This essay is written for city officials and their allies trying to figure out whether they can use California’s baroque “housing element” planning process to mitigate local barriers to housing supply. Every eight years, cities across the state must adopt a plan, called a housing element, for their share of regionally needed housing. Though it has traditionally been an opaque, consultant-driven process, the housing element update offers real opportunities for overcoming the usual pathologies of municipal land-use politics. First, it provides city councils with an occasion, and a mechanism, to switch from piecemeal policymaking to negotiation of citywide deals on a package of rezoning and constraint-removal reforms.
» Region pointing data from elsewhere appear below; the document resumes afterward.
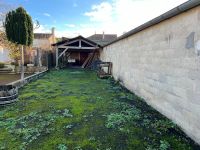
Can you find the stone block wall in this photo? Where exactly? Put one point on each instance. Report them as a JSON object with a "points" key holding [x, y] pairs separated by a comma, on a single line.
{"points": [[162, 65]]}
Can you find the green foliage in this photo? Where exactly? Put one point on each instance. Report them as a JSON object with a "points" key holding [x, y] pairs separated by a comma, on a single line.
{"points": [[76, 110], [62, 147], [117, 120], [19, 27], [2, 65], [164, 145]]}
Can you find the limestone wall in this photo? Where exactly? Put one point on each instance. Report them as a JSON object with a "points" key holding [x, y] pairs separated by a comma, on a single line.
{"points": [[162, 65]]}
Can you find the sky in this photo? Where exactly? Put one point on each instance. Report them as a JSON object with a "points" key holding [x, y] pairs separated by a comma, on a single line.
{"points": [[87, 17]]}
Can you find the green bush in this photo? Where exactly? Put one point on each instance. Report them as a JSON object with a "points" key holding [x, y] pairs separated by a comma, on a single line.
{"points": [[2, 65]]}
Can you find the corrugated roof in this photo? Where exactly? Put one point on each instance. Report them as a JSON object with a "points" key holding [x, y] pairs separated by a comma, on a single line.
{"points": [[103, 39], [176, 11], [72, 39]]}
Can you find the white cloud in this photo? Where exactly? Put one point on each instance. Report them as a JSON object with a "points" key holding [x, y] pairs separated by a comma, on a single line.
{"points": [[42, 29], [101, 12], [75, 4], [119, 16], [47, 14], [70, 25]]}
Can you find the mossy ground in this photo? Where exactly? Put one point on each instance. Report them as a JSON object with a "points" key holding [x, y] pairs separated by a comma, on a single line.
{"points": [[73, 109]]}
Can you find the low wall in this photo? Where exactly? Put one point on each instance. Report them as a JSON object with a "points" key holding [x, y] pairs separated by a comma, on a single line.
{"points": [[162, 65], [20, 83]]}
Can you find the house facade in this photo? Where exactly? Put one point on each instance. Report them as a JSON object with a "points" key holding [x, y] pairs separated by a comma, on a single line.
{"points": [[4, 55]]}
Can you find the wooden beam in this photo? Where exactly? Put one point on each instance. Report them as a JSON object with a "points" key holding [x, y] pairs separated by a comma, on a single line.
{"points": [[63, 53], [89, 43], [74, 47], [80, 43], [56, 57]]}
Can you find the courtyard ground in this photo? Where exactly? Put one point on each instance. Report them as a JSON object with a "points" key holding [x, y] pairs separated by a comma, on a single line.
{"points": [[74, 110], [8, 78]]}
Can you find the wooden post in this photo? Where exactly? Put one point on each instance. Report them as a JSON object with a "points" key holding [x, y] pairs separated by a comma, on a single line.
{"points": [[22, 63], [56, 57]]}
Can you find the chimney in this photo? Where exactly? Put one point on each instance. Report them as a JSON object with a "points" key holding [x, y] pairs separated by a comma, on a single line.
{"points": [[103, 35], [53, 31]]}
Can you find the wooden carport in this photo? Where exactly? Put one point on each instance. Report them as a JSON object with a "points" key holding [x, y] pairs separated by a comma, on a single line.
{"points": [[78, 49]]}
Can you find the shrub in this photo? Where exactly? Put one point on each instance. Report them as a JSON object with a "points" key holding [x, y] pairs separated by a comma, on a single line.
{"points": [[2, 65]]}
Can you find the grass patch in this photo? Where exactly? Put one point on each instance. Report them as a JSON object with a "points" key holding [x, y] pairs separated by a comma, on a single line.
{"points": [[73, 109]]}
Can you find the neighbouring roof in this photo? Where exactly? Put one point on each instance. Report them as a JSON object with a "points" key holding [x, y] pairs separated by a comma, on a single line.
{"points": [[174, 12], [103, 39], [42, 35]]}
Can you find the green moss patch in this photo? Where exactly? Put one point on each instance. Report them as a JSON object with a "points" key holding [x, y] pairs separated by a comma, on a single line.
{"points": [[74, 110]]}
This is so because the “fundamental, mandatory and clear” provisions of a housing element preempt municipal ordinances to the contrary, and because amendments to the housing element must be submitted to the state’s Department of Housing and Community Development (HCD) for pre-implementation review. Second, the housing element law offers a powerful antidote to status-quo bias: cities that fail to adopt a substantially compliant plan on schedule forfeit the authority to apply their zoning code to affordable housing projects. This gives anti-housing interests an incentive to compromise on the housing element. Third, conscientious city officials can alleviate local barriers to housing supply by improving the flow of information to the state agency that reviews housing elements and certifies them for compliance.
Citation
Christopher S. Elmendorf et al., ’I Would, If Only I Could’ How Cities Can Use California’s Housing Element Law to Overcome Neighborhood Resistance to New Housing, 57 Willamette Law Review, 221–252 (2021).